Pergunta: que culpa têm os imigrantes africanos da primeira geração, acolhidos após a descolonização, que as autarquias portuguesas tenham permitido construir casas e bairros inteiros, sem qualquer infraestrutura pré-existente? Alguém imagina, isto ser possível, num país organizado e onde existe um estado forte? Claro que não. Basta comparar as sociedades desenvolvidas do Norte da Europa, com países subdesenvolvidos, como era Portugal em 1974. Hoje, a situação é diferente. As primitivas barracas (quase) desapareceram, mas as populações dos bairros "sociais", construidos nas últimas décadas, ainda continuam à espera de estruturas condignas (escolas, centros de saúde, espaços verdes, associações...) para além de um policiamento de proximidade, que lhes devolva um sentido de comunidade e integração, que não existe e tornou estes bairros verdadeiros guetos. Não é pois, de admirar, que a marginalização produza marginais, aos quais os governantes respondem com mais repressão policial.

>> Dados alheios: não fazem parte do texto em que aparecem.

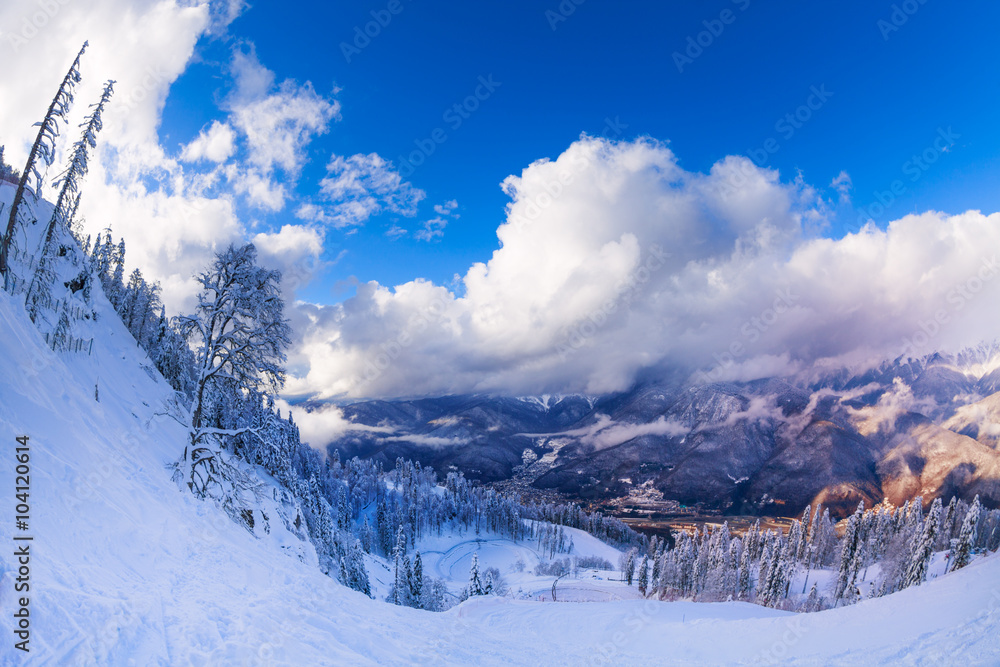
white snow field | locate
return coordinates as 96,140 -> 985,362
0,243 -> 1000,666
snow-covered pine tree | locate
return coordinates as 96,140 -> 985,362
833,501 -> 865,604
0,42 -> 90,292
468,553 -> 486,597
25,79 -> 114,322
618,547 -> 638,586
736,547 -> 753,600
951,493 -> 982,570
902,498 -> 941,588
638,555 -> 649,596
410,551 -> 424,607
176,244 -> 290,506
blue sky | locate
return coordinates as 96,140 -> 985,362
154,0 -> 1000,302
7,0 -> 1000,401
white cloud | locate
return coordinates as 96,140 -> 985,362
181,120 -> 236,162
382,433 -> 467,447
225,44 -> 340,211
252,225 -> 323,294
289,133 -> 1000,398
0,0 -> 339,312
276,400 -> 395,449
551,414 -> 690,450
414,199 -> 459,241
306,153 -> 426,228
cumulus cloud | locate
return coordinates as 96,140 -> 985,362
276,400 -> 395,448
382,433 -> 466,447
181,120 -> 236,162
414,199 -> 459,241
289,137 -> 1000,398
0,0 -> 340,312
251,225 -> 324,294
551,414 -> 690,450
297,153 -> 426,228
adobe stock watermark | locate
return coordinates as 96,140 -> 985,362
670,0 -> 750,74
851,125 -> 962,232
545,0 -> 587,32
875,0 -> 927,42
556,243 -> 671,361
718,83 -> 834,199
112,65 -> 172,113
512,116 -> 628,235
697,287 -> 800,384
902,255 -> 1000,357
340,0 -> 406,64
396,74 -> 503,178
6,0 -> 72,53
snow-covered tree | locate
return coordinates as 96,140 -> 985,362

No entanto, há um padrão na actuação da polícia, nos bairros considerados "sensíveis". O cronista do "Publico" Manuel Loff, deu-se ao trabalho de inventariar as mortes provocadas pela polícia nestas comunidades: "1987, Fernando Semedo, Queluz;1994, Romão Monteiro, 33 anos, cigano , morto em Matosinhos, enquanto estava detido e algemado; 2001, Ângelo Semedo, 17 anos; 2002, António Pereira 25 anos, operário, membro do Centro Operário Africano de Setúbal, morto no bairro da Bela Vista; 2003, Carlos Reis, 20 anos, morador no Zambujal, baleado na cabeça, por um polícia durante uma operação-stop; 2004, José Carlos Vicente, 16 anos, morador no bairro 6 de Maio, Amadora; 2005, João 17 anos, morador no Bairro Amarelo, Almada, morto pela GNR; 2009, Elson Sanches, 14 anos, Quinta da Laje, Amadora, abatido à queima-roupa; 2010, Mc Snake, rapper, 30 anos, Alcântara, Lisboa, baleado após uma operação-stop; 2013, Diogo Filipe Borges, 15 anos, bairro 6 de Maio, depois de torturado na esquadra de Alfragide; e, agora, Odair Moniz, 43 anos, Zambujal, quatro tiros, dois mortais, à queima-roupa" ("Público", d.d. 30/10/24).

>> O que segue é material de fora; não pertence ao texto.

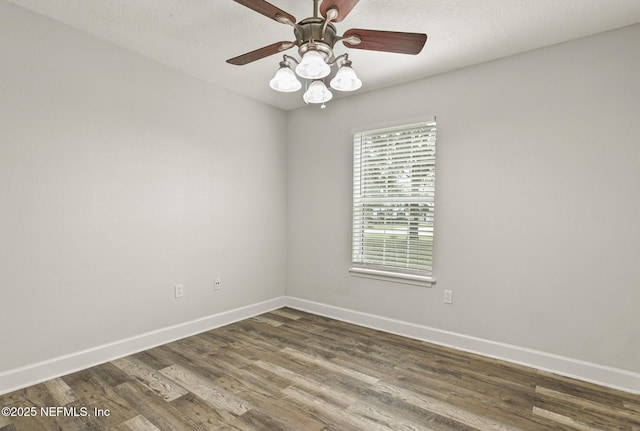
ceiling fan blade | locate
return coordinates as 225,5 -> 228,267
342,28 -> 427,55
234,0 -> 296,24
320,0 -> 360,22
227,42 -> 295,66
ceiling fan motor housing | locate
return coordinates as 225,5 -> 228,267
294,18 -> 338,60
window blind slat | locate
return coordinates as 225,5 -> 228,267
352,122 -> 436,275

Ora, nada destas coisas, acontece por acaso. Se é verdade que existem criminosos nos bairros "problemáticos", não é menos verdade que a maioria das suas populações é gente normal e integrada. Também não se percebe, porque é que a polícia dispara quando, na maioria dos casos, não há resistência, muito menos armada. Estamos perante uma cultura existente nas forças de repressão, que não sendo transversal a toda a corporação, existe e deve ser fruto de análise cuidada por parte da tutela, pois os relatórios internacionais sobre a actuação da polícia portuguesa (denúncia de abusos, tortura, etc...) são conhecidos das próprias autoridades. Ninguém imagina, um português branco, na Avenida de Roma, na Lapa, ou em Telheiras, ser algemado em plena via pública e, muito menos, alvejado a tiro em pleno dia.
Se não é discriminação, parece. É bom que seja reconhecida e atalhada enquanto é tempo. Enfiar a cabeça na areia e continuar a afirmar que não há racismo em Portugal, é a pior das respostas.